Chaque camp privilégie ses histoires, ses preuves de l’inhumanité supposée de l’autre. Vice-présidente de la société israélienne Buzzilla, qui étudie les conversations sur les réseaux sociaux, Meirav Bornstein explique que des pics spectaculaires de propos anti-Arabes ont été enregistrés début octobre, au début des agressions au couteau. Il y a eu 30 000 conversations – avec de nombreux intervenants pour chacune – la première semaine, soit trois fois plus que fin septembre. Dès que les attaques ont eu lieu en dehors de Jérusalem et de la Cisjordanie, notamment à Tel-Aviv et Raanana les 8 et 13 octobre, le trafic a explosé. « Ceux qui disent qu’il faut tuer les Arabes ne sont pas si nombreux, précise-t-elle. Souhaiter leur mort, ce n’est pas la même chose. C’est une expression, un langage violent, pas une incitation à la violence. » Buzzilla a repéré qu’au cours de la 2e quinzaine d’octobre, un changement qualificatif a eu lieu dans les échanges : les propos anti-Arabes cèdent la place à des invectives plus « analytiques », politiques, cherchant à désigner des responsables, comme Mahmoud Abbas.

Escalade de la violence symbolique

Du côté palestinien, sur les réseaux sociaux, on peut voir des dizaines de photos d’enfants tenant des couteaux de cuisine à la main, qui posent pour leurs parents.

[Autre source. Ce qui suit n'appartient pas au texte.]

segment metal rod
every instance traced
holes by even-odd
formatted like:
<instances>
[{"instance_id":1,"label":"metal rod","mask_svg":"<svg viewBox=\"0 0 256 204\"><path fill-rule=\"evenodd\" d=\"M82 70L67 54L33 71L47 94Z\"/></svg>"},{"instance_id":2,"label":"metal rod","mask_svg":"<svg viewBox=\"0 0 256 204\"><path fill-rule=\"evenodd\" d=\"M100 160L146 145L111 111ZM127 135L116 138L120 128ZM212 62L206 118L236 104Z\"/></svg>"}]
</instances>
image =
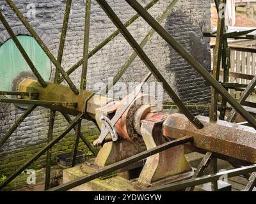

De nombreux montages sont réalisés avec des portraits de chahid (« martyrs »), de leur vivant puis morts, c’est-à-dire comblés. On trouve aussi des vidéos plus sophistiquées, avec un ersatz de montage, qui miment une attaque au couteau sur des juifs. Souvent, les assaillants sont présentés comme d’innocentes victimes de l’occupant israélien. Les violences militaires ou policières israéliennes servent d’appels à la mobilisation. A Kiryat Arba, une vidéo a montré un colon plaçant une tranche de porc sur un assaillant palestinien blessé. L’escalade de la violence symbolique est un appel aux représailles.

Mais il arrive aussi que les vidéos pulvérisent les versions officielles. Ce fut le cas avec Fadi Alloun. Tous les jeunes Palestiniens connaissent désormais son nom. Il symbolise à leurs yeux la violence israélienne. Ce jeune homme de 19 ans originaire de Jérusalem-Est a été tué le 3 octobre, après avoir été soupçonné d’agression au couteau. La vidéo, tournée à la porte de Damas, à l’entrée de la Vieille Ville, est devenue virale. On y entend et voit de jeunes juifs appelant un policier à tuer le Palestinien, qui ne tient pourtant aucune arme. Le policier ne le fait pas, s’attirant les invectives des jeunes, avant que d’autres policiers surviennent et abattent Fadi Alloun sans sommation. Selon un rapport d’Amnesty International publié le 27 octobre, il s’agit de l’un des quatre cas avérés où des Palestiniens « ont été délibérément abattus par les forces israéliennes alors qu’ils ne posaient pas de danger immédiat à leur vie, dans ce qui apparaît comme des exécutions extrajudiciaires ». Aucune enquête disciplinaire n’a été ouverte.